Ici le 22 février 2007 à l'Elysée, avec le grand champion de sumo, le Mongol Asashoryu.
SUMO: Il est, en France, l'un des rares passionnés et connaisseurs de ce sport traditionnel japonais très codifié dans lequel des lutteurs de 150 kg allient une force hors norme à une agilité de ballerine. Sumo, c'est aussi le nom de son petit bichon blanc frisé, dont il va chercher les jouets sous les meubles, selon sa femme Bernadette. Ici le 22 février 2007 à l'Elysée, avec le grand champion de sumo, le Mongol Asashoryu. — SIPA

Jacques Chirac adore le Japon, peut-être un peu trop, à en croire le livre de Nicolas Beau et Olivier Toscer*. Pendant deux ans, les deux journalistes ont mené une enquête fouillée sur le prétendu «compte japonais» de l'ancien chef de l'Etat. Une affaire qui a provoqué une crise entre Jacques Chirac et Lionel Jospin à la fin de la cohabitation en 2001, suivi d'un coup de balai dans les services secrets français.

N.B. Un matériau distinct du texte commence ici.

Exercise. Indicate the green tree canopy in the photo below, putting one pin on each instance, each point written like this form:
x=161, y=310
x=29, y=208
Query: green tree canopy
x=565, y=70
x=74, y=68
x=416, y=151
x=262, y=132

A l'origine de cette histoire rocambolesque, une enquête de la Direction générale de la sécurité extérieure (DGSE) en 1996 sur la banque japonaise Tokyo Sowa Bank (TSB), qui souhaite faire des affaires en France. A la tête de l'établissement, l'homme d'affaires sulfureux Shoichi Osada. Le 11 novembre 1996, l'agent de la DGSE à Tokyo envoie au siège des services à Paris un message classé «urgent réservé» qui fait état de l'existence d'un compte bancaire détenu par Jacques Chirac à la TSB, qui serait crédité alors de 300 millions de francs (45 millions d'euros). Le dossier reste en sommeil jusqu'en 2001 et sa réactivation par un membre de la DGSE. Selon le livre, l'Elysée y voit alors un coup tordu de la gauche à l'approche de la présidentielle. Le général Philippe Rondot - le même qui interviendra trois ans plus tard dans l'affaire Clearstream - est alors chargé de mener une enquête sur l'enquête de la DGSE. Pour preuve, des notes saisies chez lui par les juges de l'affaire Clear-stream. Lors de son audition en mars 2006, Philippe Rondot ira jusqu'à préciser que le compte aurait été ouvert, selon lui, en 1992. Des propos qu'il dément depuis.

A ce jour, la justice n'a pas ouvert d'enquête. Jacques Chirac a démenti avoir eu un compte japonais, et prétend n'avoir croisé le banquier Osada, emprisonné dans son pays en 2000 pour malversations, qu'en 1993. Le livre établit, lui, des liens plus étroits et anciens entre les deux hommes. Désormais, l'ex-président prépare le lancement de sa fondation pour le «dialogue des cultures». Deux voyages sont déjà prévus pour ce printemps: l'un en Chine, l'autre au Japon.